I have been training a Spatial Transformer network with DNN on GTRSB dataset. I initially used SGF with momentum and was able to achieve good accuracy.
For further improvements and testing, I decided to change the optimizer to Adam, but strangely I am not seeing any increasing in training or validation accuracy after quite a many epochs.
Is it possible that Adam is not well suited for this dataset? (or in general is it possible for optimizers to work on one dataset but work fine on others?)
Edit: I tried running Adam on a smaller dataset with lower learning rate (initial was 0.01, now I set it to 0.001). On smaller one, it should some increase in accuracy, but on the bigger dataset the issue still persists.
Edit 2: Further decreasing the learning rate to 0.0001 makes even Adam work on larger dataset.
Thanks
Best Answer
The benefits of Adam can be marginal, at best. The initial results were strong, but there is evidence that Adam converges to dramatically different minima compared to SGD (or SGD + momentum).

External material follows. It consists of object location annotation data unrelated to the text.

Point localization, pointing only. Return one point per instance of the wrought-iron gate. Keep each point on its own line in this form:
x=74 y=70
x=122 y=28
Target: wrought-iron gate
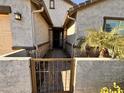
x=52 y=75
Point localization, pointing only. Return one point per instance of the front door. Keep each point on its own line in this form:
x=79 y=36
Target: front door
x=57 y=38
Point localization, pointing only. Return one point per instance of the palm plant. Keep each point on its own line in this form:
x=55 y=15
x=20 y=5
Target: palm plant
x=109 y=40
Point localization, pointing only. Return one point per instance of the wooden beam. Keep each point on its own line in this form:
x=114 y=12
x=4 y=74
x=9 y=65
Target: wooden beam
x=5 y=9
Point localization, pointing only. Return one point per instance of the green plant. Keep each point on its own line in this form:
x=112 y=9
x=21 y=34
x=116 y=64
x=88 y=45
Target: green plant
x=109 y=40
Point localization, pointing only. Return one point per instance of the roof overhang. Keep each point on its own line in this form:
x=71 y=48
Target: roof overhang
x=5 y=9
x=40 y=3
x=70 y=2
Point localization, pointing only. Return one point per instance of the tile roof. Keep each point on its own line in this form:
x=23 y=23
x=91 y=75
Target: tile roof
x=70 y=2
x=83 y=5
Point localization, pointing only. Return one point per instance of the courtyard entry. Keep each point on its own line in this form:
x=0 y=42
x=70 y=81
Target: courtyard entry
x=5 y=34
x=52 y=75
x=57 y=37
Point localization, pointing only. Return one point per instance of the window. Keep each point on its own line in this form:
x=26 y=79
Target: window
x=52 y=4
x=114 y=24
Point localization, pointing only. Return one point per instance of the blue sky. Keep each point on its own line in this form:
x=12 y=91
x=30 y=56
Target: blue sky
x=78 y=1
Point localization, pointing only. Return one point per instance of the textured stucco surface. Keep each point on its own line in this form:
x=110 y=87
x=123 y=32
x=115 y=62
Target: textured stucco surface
x=41 y=27
x=21 y=30
x=58 y=14
x=15 y=75
x=92 y=75
x=92 y=17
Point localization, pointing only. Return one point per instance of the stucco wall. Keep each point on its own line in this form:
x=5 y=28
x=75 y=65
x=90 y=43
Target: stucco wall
x=15 y=76
x=58 y=14
x=94 y=74
x=92 y=17
x=17 y=53
x=21 y=30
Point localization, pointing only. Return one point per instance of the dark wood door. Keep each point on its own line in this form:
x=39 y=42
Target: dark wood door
x=56 y=39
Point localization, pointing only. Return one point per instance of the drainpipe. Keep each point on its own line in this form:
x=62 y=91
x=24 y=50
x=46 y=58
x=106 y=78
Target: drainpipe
x=73 y=19
x=33 y=26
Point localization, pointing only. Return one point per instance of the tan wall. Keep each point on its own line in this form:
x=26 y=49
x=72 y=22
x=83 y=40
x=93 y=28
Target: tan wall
x=92 y=17
x=58 y=14
x=21 y=30
x=5 y=34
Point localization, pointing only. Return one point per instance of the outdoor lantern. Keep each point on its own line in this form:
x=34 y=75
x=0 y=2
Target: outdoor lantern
x=52 y=4
x=18 y=16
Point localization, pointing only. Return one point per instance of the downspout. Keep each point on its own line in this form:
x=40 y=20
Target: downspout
x=73 y=50
x=33 y=27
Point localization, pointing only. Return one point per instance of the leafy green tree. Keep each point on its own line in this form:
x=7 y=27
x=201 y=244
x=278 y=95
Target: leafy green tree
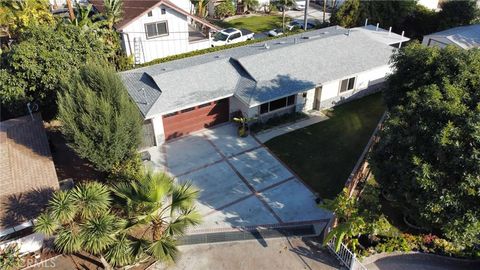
x=428 y=156
x=43 y=57
x=81 y=220
x=347 y=15
x=225 y=9
x=161 y=208
x=98 y=118
x=18 y=15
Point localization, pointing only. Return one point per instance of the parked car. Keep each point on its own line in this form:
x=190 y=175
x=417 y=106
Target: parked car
x=275 y=32
x=297 y=24
x=299 y=5
x=230 y=36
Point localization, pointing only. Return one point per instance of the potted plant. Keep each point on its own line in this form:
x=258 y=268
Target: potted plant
x=243 y=128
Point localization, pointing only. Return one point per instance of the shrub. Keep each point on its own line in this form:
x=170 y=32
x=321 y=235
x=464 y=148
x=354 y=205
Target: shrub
x=225 y=9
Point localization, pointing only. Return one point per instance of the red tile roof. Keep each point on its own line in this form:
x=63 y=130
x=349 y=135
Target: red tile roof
x=27 y=172
x=133 y=9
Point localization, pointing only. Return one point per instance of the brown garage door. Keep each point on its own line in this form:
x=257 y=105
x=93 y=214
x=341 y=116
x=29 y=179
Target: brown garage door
x=183 y=122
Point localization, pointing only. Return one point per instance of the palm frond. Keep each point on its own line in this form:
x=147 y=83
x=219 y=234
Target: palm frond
x=46 y=224
x=98 y=232
x=68 y=240
x=91 y=199
x=121 y=252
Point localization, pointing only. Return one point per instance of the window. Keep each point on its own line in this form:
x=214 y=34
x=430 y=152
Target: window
x=277 y=104
x=347 y=84
x=204 y=105
x=156 y=29
x=187 y=110
x=170 y=114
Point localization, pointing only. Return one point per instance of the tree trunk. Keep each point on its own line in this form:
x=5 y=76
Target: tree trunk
x=106 y=265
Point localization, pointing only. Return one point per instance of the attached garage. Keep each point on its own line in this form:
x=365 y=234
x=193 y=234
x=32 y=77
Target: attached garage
x=188 y=120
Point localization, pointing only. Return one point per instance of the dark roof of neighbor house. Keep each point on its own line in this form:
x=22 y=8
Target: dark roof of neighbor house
x=259 y=72
x=132 y=9
x=466 y=37
x=27 y=172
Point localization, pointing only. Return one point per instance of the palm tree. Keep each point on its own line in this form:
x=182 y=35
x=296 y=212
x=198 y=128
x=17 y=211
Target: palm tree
x=161 y=209
x=82 y=221
x=113 y=11
x=286 y=3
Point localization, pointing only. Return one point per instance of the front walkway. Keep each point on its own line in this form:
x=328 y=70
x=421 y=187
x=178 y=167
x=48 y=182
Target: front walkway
x=242 y=184
x=313 y=118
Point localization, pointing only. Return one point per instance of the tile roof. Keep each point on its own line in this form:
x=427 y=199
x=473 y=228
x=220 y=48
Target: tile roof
x=466 y=37
x=257 y=73
x=27 y=172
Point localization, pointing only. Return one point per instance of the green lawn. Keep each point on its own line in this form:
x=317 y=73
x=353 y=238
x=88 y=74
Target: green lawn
x=255 y=24
x=324 y=154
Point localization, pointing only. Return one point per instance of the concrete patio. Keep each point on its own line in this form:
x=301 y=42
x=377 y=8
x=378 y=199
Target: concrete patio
x=242 y=184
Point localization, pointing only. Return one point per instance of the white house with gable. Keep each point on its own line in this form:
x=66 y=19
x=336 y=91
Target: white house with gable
x=160 y=28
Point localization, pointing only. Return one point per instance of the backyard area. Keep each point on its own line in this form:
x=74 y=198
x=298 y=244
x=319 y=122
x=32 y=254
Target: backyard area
x=324 y=154
x=255 y=23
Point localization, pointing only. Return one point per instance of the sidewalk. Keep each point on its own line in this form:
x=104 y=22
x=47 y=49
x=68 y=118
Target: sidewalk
x=313 y=118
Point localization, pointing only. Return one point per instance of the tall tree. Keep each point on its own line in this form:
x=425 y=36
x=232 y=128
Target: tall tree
x=161 y=208
x=98 y=118
x=113 y=11
x=428 y=154
x=347 y=15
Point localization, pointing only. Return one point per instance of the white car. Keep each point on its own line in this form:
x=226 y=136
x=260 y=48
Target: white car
x=299 y=5
x=275 y=32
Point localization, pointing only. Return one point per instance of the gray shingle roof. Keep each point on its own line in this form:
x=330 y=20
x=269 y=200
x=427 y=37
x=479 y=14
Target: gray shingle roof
x=254 y=73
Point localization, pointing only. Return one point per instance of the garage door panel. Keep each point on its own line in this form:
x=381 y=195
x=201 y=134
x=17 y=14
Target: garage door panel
x=193 y=119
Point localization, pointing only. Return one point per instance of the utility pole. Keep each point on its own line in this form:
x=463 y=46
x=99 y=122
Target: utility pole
x=305 y=19
x=70 y=10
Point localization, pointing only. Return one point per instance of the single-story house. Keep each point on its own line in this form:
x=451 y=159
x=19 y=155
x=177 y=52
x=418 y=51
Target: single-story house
x=302 y=72
x=152 y=29
x=27 y=180
x=465 y=37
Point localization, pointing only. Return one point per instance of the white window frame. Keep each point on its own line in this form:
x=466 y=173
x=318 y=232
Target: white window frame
x=156 y=26
x=348 y=81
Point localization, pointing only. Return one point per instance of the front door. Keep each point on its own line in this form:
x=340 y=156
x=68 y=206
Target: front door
x=318 y=96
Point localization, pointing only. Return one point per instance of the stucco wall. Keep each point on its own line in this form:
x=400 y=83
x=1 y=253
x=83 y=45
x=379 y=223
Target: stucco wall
x=175 y=42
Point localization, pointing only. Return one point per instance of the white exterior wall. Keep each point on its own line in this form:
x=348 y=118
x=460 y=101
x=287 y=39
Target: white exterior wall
x=157 y=122
x=176 y=42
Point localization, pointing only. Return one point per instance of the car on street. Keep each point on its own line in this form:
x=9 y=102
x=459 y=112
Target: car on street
x=230 y=36
x=275 y=32
x=298 y=24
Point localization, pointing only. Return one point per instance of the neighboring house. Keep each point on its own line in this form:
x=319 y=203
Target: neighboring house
x=465 y=37
x=302 y=72
x=155 y=29
x=27 y=179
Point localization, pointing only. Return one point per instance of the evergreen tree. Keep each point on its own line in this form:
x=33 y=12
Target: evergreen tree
x=99 y=119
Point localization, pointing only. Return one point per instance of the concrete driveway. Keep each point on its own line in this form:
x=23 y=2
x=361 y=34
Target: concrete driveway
x=242 y=184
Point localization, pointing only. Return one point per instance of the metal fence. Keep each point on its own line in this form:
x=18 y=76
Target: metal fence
x=345 y=256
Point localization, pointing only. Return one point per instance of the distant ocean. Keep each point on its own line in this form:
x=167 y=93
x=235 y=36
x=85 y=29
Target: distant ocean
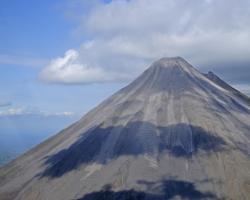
x=18 y=134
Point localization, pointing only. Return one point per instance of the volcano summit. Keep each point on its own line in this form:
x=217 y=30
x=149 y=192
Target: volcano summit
x=173 y=133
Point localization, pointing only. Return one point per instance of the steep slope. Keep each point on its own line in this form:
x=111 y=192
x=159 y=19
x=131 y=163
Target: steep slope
x=171 y=133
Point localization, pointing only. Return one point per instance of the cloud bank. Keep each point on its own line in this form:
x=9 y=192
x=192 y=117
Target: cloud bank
x=23 y=111
x=126 y=36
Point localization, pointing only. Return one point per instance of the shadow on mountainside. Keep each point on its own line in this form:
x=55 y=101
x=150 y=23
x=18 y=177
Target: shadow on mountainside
x=134 y=139
x=164 y=190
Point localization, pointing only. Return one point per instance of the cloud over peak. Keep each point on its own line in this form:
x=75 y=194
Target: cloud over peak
x=69 y=69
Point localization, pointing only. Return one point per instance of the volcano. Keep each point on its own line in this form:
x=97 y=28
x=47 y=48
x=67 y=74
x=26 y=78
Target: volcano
x=173 y=133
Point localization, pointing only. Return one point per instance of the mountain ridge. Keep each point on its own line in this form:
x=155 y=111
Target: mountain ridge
x=172 y=127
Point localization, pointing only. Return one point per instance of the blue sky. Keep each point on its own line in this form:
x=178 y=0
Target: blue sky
x=62 y=57
x=32 y=33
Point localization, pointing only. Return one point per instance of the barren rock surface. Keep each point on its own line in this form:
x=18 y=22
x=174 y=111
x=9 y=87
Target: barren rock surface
x=173 y=133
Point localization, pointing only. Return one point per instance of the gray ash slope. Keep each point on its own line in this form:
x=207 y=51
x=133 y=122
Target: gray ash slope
x=173 y=133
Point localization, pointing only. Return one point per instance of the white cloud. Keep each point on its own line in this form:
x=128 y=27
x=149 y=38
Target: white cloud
x=126 y=36
x=70 y=69
x=4 y=104
x=21 y=111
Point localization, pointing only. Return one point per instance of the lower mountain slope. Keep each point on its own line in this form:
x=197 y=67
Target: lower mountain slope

"The Marginal Value of Adaptive Gradient Methods in Machine Learning" Ashia C. Wilson, Rebecca Roelofs, Mitchell Stern, Nathan Srebro, and Benjamin Recht
Speaking from personal experience, Adam can struggle unless you set a small learning rate -- which sort of defeats the whole purpose of using an adaptive method in the first place, not to mention all of the wasted time spent toying with learning rate.